I challenged my HR department that frequently used ads to hire people, why they thought the best people in the marketplace were “looking for jobs”. I added I hope we are compensating our “best people” enough, so they are not looking for jobs. In other words, if other companies are like us, then in most cases we are trying to hire the best of the worst and not the best of the best. I suggested we find a new way of finding candidates when we wanted a “top performer” and that way would mean finding people who were not looking for jobs to switch jobs.

I do think some companies have better employee tools, training, better incentives, and better management than others. These external factors can elevate human performance and that can be reflected in a company’s work force. For example, I once went to the head of my information systems department and asked him to design a computer system that would help an employee with strong interpersonal skills to do the “technical” part of their jobs better. Why? I was finding at these entry level jobs, that employees with both strong interpersonal and technical skills were being promoted so quickly, that over time the department was largely left with people who either had interpersonal or technical skills, not both. So a good thing (rapid promotions) was creating a bad thing, poor customer service.

As mentioned, this was a customer service area and so in my mind, I thought interpersonal skills were absolutely necessary and so I would surround these “people” people with better tools and a few technical experts (who did not answer phone calls initially) to help them with stuff they could not figure out on their own. I wanted our customers to have a “good experience” with our company. It was not a matter of pay, it was simply the “best” people (those with both interpersonal and technical skills) got bored talking to customers all day answering the same questions.

On the other hand, the “people” oriented people seemed happy to just chit chat with customers and the customers loved them (provided they did get their questions answered properly).

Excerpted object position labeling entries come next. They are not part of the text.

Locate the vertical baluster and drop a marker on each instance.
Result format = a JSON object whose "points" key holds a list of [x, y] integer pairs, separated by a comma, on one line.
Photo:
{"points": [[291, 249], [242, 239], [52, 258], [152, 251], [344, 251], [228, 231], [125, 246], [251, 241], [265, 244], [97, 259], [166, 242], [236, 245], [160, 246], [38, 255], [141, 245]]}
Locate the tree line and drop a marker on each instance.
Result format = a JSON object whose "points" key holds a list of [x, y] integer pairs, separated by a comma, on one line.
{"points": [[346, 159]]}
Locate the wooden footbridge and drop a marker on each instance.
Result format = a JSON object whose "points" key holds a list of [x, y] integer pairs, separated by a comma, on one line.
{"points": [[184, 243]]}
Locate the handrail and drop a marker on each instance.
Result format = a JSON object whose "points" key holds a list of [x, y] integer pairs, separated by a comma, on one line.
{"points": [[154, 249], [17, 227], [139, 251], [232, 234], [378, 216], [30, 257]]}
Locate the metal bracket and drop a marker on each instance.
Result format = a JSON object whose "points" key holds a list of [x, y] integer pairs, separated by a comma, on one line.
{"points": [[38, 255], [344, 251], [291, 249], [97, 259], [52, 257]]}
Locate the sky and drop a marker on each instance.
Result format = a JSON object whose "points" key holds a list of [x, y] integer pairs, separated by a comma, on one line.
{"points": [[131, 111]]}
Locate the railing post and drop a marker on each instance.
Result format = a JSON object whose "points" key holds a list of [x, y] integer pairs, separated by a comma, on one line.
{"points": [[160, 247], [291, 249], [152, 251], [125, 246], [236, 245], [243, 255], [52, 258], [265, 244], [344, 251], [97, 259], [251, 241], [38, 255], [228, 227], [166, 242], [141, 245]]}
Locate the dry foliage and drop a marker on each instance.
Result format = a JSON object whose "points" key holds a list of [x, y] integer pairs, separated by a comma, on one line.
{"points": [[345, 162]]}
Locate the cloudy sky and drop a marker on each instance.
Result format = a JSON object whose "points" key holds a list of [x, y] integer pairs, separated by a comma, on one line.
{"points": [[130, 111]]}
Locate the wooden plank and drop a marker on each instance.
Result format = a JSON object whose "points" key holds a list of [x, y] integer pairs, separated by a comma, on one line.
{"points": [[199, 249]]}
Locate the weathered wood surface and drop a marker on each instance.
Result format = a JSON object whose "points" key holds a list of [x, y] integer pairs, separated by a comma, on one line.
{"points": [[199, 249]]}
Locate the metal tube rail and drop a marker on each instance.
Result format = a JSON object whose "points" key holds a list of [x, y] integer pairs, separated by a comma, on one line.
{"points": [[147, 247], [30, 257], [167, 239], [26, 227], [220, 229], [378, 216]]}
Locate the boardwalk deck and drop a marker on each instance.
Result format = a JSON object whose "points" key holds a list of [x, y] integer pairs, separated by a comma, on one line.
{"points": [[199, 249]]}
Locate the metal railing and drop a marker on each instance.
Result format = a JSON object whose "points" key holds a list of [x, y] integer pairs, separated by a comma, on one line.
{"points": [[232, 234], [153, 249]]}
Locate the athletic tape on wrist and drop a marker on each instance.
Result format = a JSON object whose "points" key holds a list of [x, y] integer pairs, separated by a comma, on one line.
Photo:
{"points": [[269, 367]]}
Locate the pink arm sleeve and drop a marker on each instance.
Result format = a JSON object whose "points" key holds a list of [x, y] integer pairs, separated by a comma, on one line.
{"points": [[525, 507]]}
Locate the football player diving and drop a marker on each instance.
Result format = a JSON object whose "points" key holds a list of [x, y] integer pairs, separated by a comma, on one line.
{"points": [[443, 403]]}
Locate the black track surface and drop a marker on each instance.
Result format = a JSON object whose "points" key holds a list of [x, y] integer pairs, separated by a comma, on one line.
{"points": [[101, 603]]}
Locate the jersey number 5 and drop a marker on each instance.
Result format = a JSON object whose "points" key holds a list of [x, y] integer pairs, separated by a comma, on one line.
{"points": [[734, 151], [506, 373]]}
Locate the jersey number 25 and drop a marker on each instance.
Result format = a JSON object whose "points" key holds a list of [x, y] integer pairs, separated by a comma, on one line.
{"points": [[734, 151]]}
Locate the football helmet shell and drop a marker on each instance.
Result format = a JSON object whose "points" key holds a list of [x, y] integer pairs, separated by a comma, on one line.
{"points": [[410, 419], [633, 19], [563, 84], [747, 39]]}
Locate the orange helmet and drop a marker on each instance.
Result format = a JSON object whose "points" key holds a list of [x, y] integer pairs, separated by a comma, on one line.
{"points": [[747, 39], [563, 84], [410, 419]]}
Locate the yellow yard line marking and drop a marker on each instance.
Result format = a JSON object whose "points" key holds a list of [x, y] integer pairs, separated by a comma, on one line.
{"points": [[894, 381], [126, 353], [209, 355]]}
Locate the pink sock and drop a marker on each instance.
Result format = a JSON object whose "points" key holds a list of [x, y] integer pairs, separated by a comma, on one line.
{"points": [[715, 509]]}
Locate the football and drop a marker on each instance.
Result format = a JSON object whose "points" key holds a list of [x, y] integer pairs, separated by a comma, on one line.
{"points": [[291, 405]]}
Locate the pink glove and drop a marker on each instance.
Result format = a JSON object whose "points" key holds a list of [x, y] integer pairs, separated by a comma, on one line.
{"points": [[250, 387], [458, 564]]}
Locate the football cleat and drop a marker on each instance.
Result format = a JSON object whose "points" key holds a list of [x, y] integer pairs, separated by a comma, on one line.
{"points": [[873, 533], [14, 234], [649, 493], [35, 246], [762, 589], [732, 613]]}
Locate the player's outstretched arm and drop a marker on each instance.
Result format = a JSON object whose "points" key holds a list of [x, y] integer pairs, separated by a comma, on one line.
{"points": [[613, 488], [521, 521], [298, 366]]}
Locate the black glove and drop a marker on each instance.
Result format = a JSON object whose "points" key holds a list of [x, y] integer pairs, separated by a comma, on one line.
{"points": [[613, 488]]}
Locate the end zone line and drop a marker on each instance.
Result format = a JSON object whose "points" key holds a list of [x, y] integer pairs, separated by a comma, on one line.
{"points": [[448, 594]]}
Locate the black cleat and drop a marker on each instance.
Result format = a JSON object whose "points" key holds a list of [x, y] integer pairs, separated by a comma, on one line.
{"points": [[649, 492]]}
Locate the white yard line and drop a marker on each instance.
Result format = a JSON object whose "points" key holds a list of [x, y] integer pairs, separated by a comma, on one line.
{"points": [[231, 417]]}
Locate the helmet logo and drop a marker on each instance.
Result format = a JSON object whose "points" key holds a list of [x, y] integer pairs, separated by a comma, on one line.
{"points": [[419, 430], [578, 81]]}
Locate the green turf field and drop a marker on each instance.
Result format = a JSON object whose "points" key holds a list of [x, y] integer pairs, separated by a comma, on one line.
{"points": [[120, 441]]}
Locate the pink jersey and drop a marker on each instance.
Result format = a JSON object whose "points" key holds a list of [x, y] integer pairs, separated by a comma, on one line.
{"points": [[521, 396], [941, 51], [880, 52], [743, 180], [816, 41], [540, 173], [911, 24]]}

Like all “populations”, employees tend to fall on a bell curve when it comes to their individual performance results. But a well run company can shift the curve towards overall higher performance by rewarding the right behaviors and creating an environment where higher performance is more likely to occur. You are not changing the people, you are simply helping them perform better.

Part of that management approach means not trying to force a “square” employee into a “round” hole job. Instead design company work flows around the team of people you have and leverage their strengths so the sum of their efforts is better than the individuals would have done alone. The other benefit of good “team” design is that it recognizes for many people “work” serves a social function and a good design enables that.

Getting back to the subject at hand. While companies try to project an image that they think will attract the “best employees”, I believe such efforts are largely “fluff”. Employees are not dumb and the real company becomes apparent pretty quickly after the employee starts if it is not already known in the marketplace. Appealing job descriptions and other fluff increases the chance that a company will make a poor hire.

Companies should be honest with themselves as should employees, the goal is not to hire the person or get hired, the goal should be to find a job match, one where both the company and employee are happy with their decision, honesty by both parties goes a long way towards making this happen.